The researchers concluded that the original ancestors, Middle Eastern Jews, arrived in India about 19 to 33 generations ago (600 to 1,000 years). They also discovered that there were more men in the group of the original Jews. Many of them married local women.
Filming a Jewish Indian wedding in Bombay now wow very cool traditions they have singing to each other pic.twitter.com/YL0yjLYXLN
— Oren Rosenfeld (@NewsHolyland) November 22, 2015
As the founder and chairman of Shavei Israel, Michael Freund assists communities like the Bnei Israel who claim a historic connection with Israel. Breaking Israel News asked him how genetic testing affects this.
“Genetic testing can be a double-edged sword,” Freund explained. “The Jewish people are both a nation and a religion. On the one hand we are the descendants of Abraham, Isaac, and Jacob. But throughout history, individuals and groups have converted and formally joined the Jewish people. In the case of Ashkenazic Jewry, 60 percent of the population can be traced back to four Jewish families that migrated to Europe from Israel. But that means that the other 40 percent of Ashkenazi Jews don’t have that genetic test result. We wouldn’t want to deny them their rightful Jewish identity on the basis of a DNA test.”
“On the other hand,” Freund reasoned, “genetic testing is an important tool in helping people discover their Jewish ancestry.”

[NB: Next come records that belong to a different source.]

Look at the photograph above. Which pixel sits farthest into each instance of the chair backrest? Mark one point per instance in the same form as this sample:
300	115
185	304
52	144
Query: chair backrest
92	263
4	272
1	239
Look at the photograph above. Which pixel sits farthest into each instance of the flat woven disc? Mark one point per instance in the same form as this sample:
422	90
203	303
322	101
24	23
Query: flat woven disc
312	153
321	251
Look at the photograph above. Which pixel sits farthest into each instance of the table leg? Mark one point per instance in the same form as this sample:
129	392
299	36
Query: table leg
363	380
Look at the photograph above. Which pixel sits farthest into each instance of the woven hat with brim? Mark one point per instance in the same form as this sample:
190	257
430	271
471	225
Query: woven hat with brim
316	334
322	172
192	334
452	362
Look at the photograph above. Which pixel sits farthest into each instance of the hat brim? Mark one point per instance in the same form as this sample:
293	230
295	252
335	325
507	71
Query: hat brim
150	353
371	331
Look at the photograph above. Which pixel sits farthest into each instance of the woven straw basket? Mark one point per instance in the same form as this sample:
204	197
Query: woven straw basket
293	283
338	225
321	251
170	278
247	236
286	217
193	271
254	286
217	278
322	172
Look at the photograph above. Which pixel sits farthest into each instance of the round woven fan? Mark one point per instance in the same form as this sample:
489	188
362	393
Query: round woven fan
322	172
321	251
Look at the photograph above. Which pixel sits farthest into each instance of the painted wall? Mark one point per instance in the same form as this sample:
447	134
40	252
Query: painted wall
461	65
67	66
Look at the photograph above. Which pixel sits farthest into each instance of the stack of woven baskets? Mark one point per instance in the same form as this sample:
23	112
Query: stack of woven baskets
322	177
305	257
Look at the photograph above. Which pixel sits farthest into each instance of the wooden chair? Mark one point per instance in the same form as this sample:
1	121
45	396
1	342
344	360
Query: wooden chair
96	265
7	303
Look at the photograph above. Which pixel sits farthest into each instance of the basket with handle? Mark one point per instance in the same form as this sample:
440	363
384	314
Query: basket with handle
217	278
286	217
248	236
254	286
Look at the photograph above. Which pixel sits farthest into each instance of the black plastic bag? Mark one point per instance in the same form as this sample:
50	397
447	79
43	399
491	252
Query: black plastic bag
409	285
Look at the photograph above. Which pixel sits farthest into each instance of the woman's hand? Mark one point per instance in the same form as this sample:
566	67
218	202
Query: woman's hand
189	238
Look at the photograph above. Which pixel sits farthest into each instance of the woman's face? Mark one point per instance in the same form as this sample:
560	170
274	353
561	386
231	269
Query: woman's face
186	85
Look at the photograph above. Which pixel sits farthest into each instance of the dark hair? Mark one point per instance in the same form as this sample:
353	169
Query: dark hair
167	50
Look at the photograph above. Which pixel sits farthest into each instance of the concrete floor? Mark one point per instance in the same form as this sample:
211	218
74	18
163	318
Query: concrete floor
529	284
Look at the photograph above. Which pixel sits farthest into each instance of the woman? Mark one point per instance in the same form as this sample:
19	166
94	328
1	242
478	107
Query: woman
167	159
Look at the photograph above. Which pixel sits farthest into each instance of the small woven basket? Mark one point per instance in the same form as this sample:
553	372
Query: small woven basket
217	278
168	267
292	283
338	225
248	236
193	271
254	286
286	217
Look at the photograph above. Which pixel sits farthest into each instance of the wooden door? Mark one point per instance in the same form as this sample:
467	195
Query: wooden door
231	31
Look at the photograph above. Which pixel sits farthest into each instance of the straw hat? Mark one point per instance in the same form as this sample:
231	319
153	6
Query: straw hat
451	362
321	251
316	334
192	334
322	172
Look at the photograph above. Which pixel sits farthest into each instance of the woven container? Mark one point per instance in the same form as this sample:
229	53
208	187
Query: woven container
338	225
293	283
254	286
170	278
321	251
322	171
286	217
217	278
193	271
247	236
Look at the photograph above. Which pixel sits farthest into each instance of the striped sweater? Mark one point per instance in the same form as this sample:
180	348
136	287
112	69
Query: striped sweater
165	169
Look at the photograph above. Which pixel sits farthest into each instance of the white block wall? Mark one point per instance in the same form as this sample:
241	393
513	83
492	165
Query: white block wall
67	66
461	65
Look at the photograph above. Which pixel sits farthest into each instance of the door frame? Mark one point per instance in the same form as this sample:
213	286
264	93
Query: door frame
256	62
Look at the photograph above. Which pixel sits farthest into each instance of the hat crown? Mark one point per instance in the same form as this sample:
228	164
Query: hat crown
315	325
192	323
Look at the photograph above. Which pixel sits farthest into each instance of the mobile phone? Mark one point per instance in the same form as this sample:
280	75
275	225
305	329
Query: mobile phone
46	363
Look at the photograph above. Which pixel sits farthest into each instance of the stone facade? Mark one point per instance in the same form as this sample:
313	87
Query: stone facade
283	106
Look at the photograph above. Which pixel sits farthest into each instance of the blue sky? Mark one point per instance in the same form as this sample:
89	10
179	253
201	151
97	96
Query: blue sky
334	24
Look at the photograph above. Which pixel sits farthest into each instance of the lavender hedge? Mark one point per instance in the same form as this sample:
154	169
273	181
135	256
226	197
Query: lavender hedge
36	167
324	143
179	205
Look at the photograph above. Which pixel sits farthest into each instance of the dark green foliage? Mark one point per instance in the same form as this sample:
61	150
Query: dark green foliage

Freund has had first-hand experience with the benefits of testing. “I have seen this in various countries throughout the world,” he said. “I have connected with many people who have done genetic testing and were stunned to discover that they have Jewish ancestors.” He specified that “this is not always a religious connection. Sometimes it arouses an affinity for Israel and Jewish causes. In other cases it does lead them on a transformative religious journey.”
He warned that, as the question of Jewish identity is already a matter of fierce debate in rabbinic courts, the genetic factor and its implications must be discussed among religious leaders. “This is still in the very early stages but it is an issue that rabbinic authorities will have to deal with in the next couple of years,” he predicted.
Overall, Freud believes genetic testing is a good thing. “I see it as an exclusively positive tool for the Jewish people, strengthening our connection with the world and allowing people to discover their Jewish identity in a way that was impossible only a few years ago,” he said.
“We may come to a point in the near future when a mitochondrial DNA test could be proof of Jewish identity. That will be a turning point in Jewish history.”